La thèse de Zoé Henriques porte sur la complémentarité, au cœur du fonctionnement
de la Cour pénale internationale (CPI). Conçu comme un principe de répartition des
compétences entre la CPI et les juridictions nationales, il fait de la CPI une juridiction
de dernier ressort. Cependant, son application ne se réduit pas à un test juridique
automatique. Le Bureau du Procureur, qui dispose d’une marge d’appréciation dans
l’évaluation de la volonté et de la capacité des États à poursuivre et juger les auteurs
de crimes de droit international, mobilise à présent la complémentarité comme un
véritable instrument de politique pénale, tant pour orienter ses priorités internes que
pour encourager ou ajuster l’action des acteurs nationaux et internationaux.
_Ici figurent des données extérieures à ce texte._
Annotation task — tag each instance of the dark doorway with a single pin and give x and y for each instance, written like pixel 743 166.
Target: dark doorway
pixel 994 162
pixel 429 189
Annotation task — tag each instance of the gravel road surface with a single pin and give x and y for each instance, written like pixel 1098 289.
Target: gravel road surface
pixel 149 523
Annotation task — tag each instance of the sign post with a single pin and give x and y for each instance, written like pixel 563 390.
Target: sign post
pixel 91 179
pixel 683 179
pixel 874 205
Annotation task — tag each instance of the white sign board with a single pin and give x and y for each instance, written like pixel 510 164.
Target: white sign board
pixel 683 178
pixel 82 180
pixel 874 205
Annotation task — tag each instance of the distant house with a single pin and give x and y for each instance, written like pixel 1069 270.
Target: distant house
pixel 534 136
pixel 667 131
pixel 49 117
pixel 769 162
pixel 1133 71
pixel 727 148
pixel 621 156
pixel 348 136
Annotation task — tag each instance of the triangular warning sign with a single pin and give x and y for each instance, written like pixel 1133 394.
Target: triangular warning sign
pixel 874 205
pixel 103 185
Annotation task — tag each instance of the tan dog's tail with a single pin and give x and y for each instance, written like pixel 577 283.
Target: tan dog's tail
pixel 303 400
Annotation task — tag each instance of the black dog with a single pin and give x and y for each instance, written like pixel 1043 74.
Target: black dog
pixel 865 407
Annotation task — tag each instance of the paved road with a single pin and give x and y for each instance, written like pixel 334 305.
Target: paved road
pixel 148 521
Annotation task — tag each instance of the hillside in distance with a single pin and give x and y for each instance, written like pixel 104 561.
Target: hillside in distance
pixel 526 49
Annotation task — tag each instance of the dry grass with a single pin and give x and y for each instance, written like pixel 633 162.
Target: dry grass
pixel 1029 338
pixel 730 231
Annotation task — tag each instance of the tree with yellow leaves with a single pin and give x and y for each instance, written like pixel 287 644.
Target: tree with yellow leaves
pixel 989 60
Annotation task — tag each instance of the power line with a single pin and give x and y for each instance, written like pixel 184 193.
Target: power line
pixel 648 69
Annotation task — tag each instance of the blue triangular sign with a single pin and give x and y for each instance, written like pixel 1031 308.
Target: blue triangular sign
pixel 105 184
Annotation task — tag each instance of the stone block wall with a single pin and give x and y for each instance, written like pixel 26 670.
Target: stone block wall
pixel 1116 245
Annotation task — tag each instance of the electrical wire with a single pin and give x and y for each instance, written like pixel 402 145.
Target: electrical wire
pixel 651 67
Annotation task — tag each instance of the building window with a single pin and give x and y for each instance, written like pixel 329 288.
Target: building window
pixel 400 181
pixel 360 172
Cette
thèse analyse ainsi les usages concrets de la complémentarité dans la pratique, en
étudiant d’une part la pratique interne de la CPI, en montrant comment le Bureau
mobilise la complémentarité de manière flexible, parfois en tension avec les critères
jurisprudentiels du Statut de Rome (volonté, capacité, gravité) ; et d’autre part, la
pratique externe de la CPI, notamment la manière dont la complémentarité devient
un vecteur de dialogue judiciaire avec une pluralité d’acteurs – juridictions hybrides,
mécanismes onusiens, institutions régionales, ONG, société civile – dans un champ
pénal international fragmenté. En mettant en lumière les usages stratégiques
de la complémentarité, cette thèse propose ainsi une lecture renouvelée de la
complémentarité, non seulement plus comme un critère de recevabilité, mais comme
un mécanisme stratégique structurant les relations et les équilibres de la justice
pénale internationale contemporaine.